Thinking on the 1920 election,
We know Frank Lowden is going to be the hapless Liberal, he straddles the old-guard/moderate line, is amendable to both Eastern finance and Midwestern/Western agriculture, a perfectly fine candidate in normal times after four years of Root he's going to be on the wrong end of a landslide.
It also means every Democrat and their mother is going to be running for the 1920s nomination, and we also know that after three runs of Hearst and another of McClellan, New York's Democrats have had their time in the sun, but if Democrats can't get NY's 63 EVs, they'll at least have to get Ohio's 32. So the party's candidate needs to run strongly in the Midwest.
Logically that would means the next nominee would be steered to either the number 2 man on McClellan's ticket, the Senator from Ohio, Newton D. Baker or the state's Governor James M. Cox. Baker is the well-spoken protege of Hearst's old Veep Tom Johnson, a Georgist, and a progressive in the Jeffersonian mold. OTL the much talked about stop-FDR candidate at the 1932 DNC, here he's the logical pick for a Democratic convention, as an eloquent orator from a key swing state, who's broadly amendable to the party at large (his support for the LoN which brought him Bill Hearst's ire OTL is presumably a non-issue here). What's stopping him from becoming the runaway front-runner is a historic disinterest in the job, which keeps him from becoming an overwhelming favorite and may lead to him pre-emptively withdrawing in favor of...
Governor James M. Cox, the OTL Democratic nominee in 1920. Fan of labor, progressives, Americanization, and Roosevelt. He shares much the same niche as Newton Baker but has shown greater interest in the Presidency.
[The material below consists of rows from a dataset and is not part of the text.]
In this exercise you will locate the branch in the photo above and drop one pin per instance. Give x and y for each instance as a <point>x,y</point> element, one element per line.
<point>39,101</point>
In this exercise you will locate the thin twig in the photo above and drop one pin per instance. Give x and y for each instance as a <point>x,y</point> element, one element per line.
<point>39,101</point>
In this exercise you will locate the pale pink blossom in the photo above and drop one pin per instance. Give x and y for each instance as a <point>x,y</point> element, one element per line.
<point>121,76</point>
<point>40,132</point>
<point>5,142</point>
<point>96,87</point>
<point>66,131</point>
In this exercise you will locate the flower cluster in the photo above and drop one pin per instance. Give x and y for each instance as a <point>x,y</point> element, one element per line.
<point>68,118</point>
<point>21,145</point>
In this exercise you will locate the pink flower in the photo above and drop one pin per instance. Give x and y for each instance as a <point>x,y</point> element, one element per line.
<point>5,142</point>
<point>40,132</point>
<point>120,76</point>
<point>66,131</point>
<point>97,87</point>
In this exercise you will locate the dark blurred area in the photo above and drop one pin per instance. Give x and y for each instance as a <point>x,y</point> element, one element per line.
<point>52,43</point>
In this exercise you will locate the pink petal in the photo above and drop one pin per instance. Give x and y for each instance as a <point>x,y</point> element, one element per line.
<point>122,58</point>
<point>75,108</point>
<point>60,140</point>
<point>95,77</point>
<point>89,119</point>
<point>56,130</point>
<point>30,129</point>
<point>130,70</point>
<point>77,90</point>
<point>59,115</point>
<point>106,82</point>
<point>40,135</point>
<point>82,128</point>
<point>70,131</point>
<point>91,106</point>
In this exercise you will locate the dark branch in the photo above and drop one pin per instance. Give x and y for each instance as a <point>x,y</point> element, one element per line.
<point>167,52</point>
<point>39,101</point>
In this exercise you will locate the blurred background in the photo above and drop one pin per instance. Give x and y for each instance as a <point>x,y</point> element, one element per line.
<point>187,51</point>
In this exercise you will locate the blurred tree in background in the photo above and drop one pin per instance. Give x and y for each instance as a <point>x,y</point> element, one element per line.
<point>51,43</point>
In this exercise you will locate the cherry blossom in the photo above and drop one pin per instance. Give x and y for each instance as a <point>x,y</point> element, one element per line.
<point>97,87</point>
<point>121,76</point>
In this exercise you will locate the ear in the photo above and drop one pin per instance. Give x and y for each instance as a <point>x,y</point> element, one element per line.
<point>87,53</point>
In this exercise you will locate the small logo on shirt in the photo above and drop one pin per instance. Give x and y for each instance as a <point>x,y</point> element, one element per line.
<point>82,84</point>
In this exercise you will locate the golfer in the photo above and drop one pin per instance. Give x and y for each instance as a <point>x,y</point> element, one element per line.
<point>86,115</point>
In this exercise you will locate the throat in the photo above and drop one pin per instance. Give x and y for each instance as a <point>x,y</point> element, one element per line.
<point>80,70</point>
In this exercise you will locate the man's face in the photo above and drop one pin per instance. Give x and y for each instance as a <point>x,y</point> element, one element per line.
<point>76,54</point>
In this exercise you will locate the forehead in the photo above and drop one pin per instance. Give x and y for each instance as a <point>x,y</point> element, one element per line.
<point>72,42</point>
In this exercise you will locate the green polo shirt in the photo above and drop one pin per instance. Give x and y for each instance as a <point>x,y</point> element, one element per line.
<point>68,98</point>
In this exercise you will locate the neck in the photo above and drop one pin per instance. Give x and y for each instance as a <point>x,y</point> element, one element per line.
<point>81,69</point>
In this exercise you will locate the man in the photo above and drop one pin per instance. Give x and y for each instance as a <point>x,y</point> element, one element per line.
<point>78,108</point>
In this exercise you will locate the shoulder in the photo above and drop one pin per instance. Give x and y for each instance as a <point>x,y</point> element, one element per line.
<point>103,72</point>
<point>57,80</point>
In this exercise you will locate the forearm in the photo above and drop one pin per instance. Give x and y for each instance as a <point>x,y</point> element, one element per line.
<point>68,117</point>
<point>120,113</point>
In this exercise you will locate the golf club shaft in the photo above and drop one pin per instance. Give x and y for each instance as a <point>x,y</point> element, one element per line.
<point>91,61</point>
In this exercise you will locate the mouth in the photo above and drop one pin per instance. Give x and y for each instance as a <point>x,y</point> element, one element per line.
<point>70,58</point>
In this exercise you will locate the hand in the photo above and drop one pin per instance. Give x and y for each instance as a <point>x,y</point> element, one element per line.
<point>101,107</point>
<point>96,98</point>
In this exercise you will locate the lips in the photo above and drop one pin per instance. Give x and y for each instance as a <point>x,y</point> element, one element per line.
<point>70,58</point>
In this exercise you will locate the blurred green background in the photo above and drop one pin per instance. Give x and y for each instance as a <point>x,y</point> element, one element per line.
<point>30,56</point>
As a proven vote-getter in the Buckeye state that makes him both an attractive candidate and a broadly amenable figure to the ex-Populists in the Heartland, the Tammanies in the East, and the Progressives in between and out West.
Outside of the two Ohio men, there's the Plains/the Heartland/Flyover country, hater of monopoly, and railroad companies, lovers of farmers, farm subsidies, and price supports. Home to the ex-Populists of the Weaver-Bryanite tradition, bad blood from Bryan's role in attempting to usurp the man from the Empire State in 12' and in keeping the White House from Adlai the 1st in 00' likely going to prove as much of an obstacle to one of their candidates winning the nomination as much as their fear of and rivalry with the Tammanies out east.
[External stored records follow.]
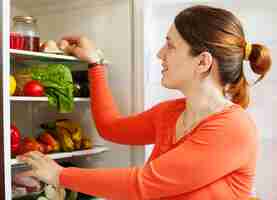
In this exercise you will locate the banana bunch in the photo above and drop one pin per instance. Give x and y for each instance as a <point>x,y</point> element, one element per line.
<point>69,135</point>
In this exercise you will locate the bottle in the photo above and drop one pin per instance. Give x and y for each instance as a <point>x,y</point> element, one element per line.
<point>24,34</point>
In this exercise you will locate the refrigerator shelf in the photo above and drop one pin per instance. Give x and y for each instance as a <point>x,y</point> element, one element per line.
<point>95,150</point>
<point>42,56</point>
<point>34,99</point>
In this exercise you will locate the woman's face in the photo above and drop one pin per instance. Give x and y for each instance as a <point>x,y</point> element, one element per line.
<point>178,65</point>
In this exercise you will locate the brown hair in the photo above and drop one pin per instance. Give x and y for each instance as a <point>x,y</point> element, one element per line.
<point>219,32</point>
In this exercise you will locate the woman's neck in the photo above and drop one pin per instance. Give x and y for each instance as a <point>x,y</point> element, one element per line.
<point>204,100</point>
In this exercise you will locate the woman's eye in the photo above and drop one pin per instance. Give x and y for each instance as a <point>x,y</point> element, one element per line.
<point>170,46</point>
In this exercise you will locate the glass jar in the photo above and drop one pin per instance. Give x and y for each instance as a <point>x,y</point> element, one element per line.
<point>24,34</point>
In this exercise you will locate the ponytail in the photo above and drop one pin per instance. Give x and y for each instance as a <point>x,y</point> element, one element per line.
<point>260,62</point>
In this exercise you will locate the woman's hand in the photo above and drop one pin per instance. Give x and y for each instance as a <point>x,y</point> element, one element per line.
<point>79,46</point>
<point>43,168</point>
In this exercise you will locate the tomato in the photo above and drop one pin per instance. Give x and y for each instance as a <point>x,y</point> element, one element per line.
<point>15,139</point>
<point>33,88</point>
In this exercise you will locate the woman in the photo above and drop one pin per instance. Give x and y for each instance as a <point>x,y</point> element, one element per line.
<point>205,144</point>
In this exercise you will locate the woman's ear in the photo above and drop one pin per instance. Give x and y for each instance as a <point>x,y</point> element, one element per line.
<point>205,61</point>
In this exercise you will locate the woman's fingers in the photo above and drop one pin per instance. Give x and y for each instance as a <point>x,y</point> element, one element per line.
<point>29,173</point>
<point>80,41</point>
<point>35,164</point>
<point>72,39</point>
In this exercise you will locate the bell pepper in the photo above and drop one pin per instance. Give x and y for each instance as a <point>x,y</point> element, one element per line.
<point>15,139</point>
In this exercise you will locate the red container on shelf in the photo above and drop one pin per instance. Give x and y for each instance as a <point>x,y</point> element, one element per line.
<point>24,34</point>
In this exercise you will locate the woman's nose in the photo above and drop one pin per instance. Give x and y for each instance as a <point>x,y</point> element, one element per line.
<point>160,54</point>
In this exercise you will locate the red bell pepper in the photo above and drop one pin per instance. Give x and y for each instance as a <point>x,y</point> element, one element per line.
<point>15,139</point>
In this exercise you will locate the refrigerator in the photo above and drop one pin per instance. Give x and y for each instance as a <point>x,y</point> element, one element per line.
<point>130,32</point>
<point>116,26</point>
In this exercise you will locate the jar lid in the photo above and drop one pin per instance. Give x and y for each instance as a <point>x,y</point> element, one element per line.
<point>26,19</point>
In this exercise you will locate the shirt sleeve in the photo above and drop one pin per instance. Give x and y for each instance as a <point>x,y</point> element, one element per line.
<point>214,152</point>
<point>132,130</point>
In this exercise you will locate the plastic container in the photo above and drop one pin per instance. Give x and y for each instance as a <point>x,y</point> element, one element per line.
<point>24,34</point>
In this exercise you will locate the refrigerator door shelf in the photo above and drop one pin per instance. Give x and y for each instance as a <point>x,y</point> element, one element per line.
<point>95,150</point>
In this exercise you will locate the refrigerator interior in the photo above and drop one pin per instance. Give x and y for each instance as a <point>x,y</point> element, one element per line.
<point>109,23</point>
<point>258,20</point>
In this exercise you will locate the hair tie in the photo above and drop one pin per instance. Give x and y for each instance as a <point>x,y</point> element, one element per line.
<point>247,50</point>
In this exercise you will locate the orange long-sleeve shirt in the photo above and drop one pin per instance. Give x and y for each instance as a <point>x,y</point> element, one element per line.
<point>214,161</point>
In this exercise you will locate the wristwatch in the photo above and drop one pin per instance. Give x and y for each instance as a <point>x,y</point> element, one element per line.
<point>98,58</point>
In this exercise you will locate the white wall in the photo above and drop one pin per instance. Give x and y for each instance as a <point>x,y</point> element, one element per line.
<point>257,19</point>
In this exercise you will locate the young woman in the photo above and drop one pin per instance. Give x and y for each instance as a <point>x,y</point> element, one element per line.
<point>205,144</point>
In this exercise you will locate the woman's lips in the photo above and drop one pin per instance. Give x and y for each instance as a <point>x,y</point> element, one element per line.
<point>164,69</point>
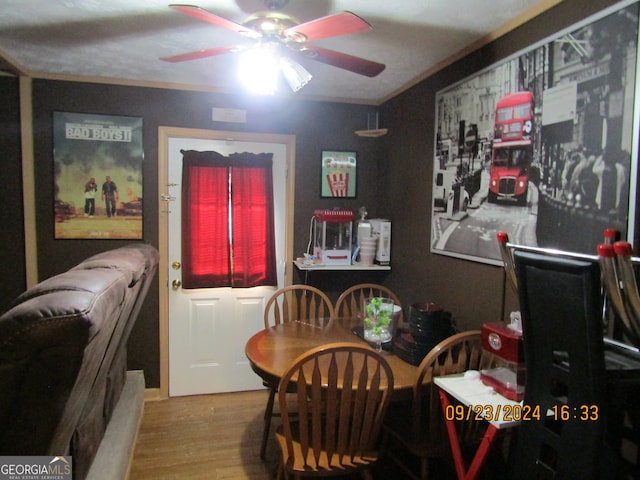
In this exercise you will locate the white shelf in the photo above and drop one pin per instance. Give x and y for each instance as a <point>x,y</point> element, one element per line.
<point>354,267</point>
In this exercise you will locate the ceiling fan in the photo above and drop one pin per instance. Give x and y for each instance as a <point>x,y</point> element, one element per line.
<point>282,34</point>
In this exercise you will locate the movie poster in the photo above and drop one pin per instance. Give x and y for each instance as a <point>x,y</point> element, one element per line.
<point>97,176</point>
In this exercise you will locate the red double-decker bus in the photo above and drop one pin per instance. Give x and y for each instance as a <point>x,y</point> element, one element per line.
<point>512,148</point>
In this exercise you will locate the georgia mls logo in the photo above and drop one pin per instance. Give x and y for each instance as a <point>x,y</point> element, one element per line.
<point>36,468</point>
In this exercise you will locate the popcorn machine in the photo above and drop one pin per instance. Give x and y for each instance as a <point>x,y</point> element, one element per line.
<point>332,236</point>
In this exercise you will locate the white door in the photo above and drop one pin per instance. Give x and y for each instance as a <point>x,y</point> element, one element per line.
<point>208,328</point>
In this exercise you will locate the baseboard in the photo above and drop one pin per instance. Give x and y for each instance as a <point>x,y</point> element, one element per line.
<point>114,456</point>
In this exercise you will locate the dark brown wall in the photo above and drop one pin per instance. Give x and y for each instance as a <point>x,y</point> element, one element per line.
<point>471,290</point>
<point>317,126</point>
<point>13,280</point>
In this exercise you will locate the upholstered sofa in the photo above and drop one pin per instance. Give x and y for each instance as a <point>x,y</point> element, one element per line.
<point>64,384</point>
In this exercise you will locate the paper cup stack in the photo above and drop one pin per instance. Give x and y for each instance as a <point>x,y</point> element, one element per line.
<point>367,250</point>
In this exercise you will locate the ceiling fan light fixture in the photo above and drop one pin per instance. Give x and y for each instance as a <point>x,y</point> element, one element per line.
<point>296,75</point>
<point>258,70</point>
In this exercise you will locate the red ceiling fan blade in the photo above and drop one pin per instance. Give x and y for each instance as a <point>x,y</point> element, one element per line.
<point>357,65</point>
<point>202,14</point>
<point>210,52</point>
<point>341,23</point>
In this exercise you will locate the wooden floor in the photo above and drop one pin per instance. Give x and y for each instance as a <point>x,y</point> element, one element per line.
<point>215,437</point>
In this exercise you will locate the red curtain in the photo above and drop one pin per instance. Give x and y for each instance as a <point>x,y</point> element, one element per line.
<point>227,220</point>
Gilbert Hitchcock, Senator from Nebraska, and Bryan's old protege is likely to make a go of it, running firmly in the Populist tradition of the Boy Orator, he may be joined by Senator Thomas Walsh, Montana's Catholic Senator, who's ties with Labor, Progressives, and Suffragists, would make him a very attractive candidate if he came from state that could call upon more then 5 electoral votes. Their showing on the balloting will be there, but their path to the nomination is narrow enough without the Democrats from the Empire State distracted by internal feuding.
Champ Clark, is also likely to make a go of it, as Speaker of the House and one of the grand old men in the Democratic Party. Mostly acceptable to all it's wings, he runs into the problem of being 70 when the Democratic National Convention meets to select it's nominee and with a party filled with young blood itching to move forward past the Hearst and Hughes and Root years, I think his political half-life has passed him by.
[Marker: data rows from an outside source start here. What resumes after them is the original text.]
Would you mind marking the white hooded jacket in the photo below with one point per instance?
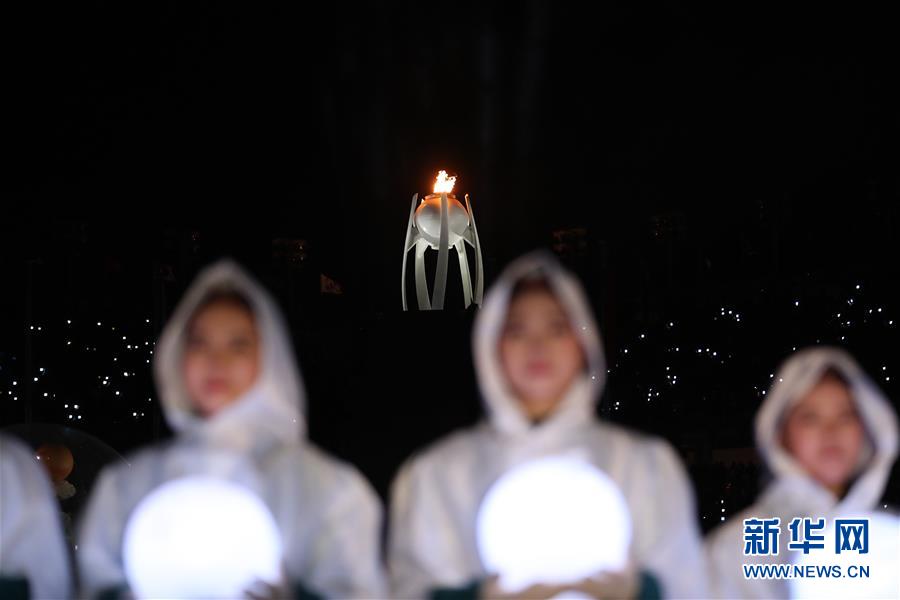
(328, 515)
(793, 493)
(437, 493)
(31, 535)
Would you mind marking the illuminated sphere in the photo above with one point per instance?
(200, 537)
(882, 561)
(428, 219)
(555, 520)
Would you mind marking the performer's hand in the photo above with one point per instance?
(490, 590)
(610, 585)
(263, 590)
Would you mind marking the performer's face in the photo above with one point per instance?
(539, 352)
(221, 359)
(824, 433)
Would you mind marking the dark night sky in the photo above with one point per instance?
(715, 155)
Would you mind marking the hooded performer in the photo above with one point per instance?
(231, 391)
(829, 439)
(541, 371)
(34, 560)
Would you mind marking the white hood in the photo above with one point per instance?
(271, 411)
(503, 409)
(794, 379)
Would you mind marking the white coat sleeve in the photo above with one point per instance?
(345, 558)
(99, 555)
(31, 536)
(724, 557)
(424, 548)
(673, 552)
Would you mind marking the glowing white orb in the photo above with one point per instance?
(200, 537)
(882, 561)
(555, 520)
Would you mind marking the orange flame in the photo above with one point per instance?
(444, 184)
Otherwise there's probably James Gerard as Tammany's favorite son. New Yorker's have had four bites of the apple, they aren't getting a 5th. Plus a broad smattering of favorite sons, including the Sinophobic Senators from the Pacific, and representatives of the Eastern states which are not the Empire state. Plus one or two men on horseback hoping that a chest full of stars will be a ticket to Lemon Hill and the Square Kilometer.
I'd be surprised if the party's next nominee and by extension the next President comes from outside the Buckeye state, I'd be very surprised if they came from outside the Midwest.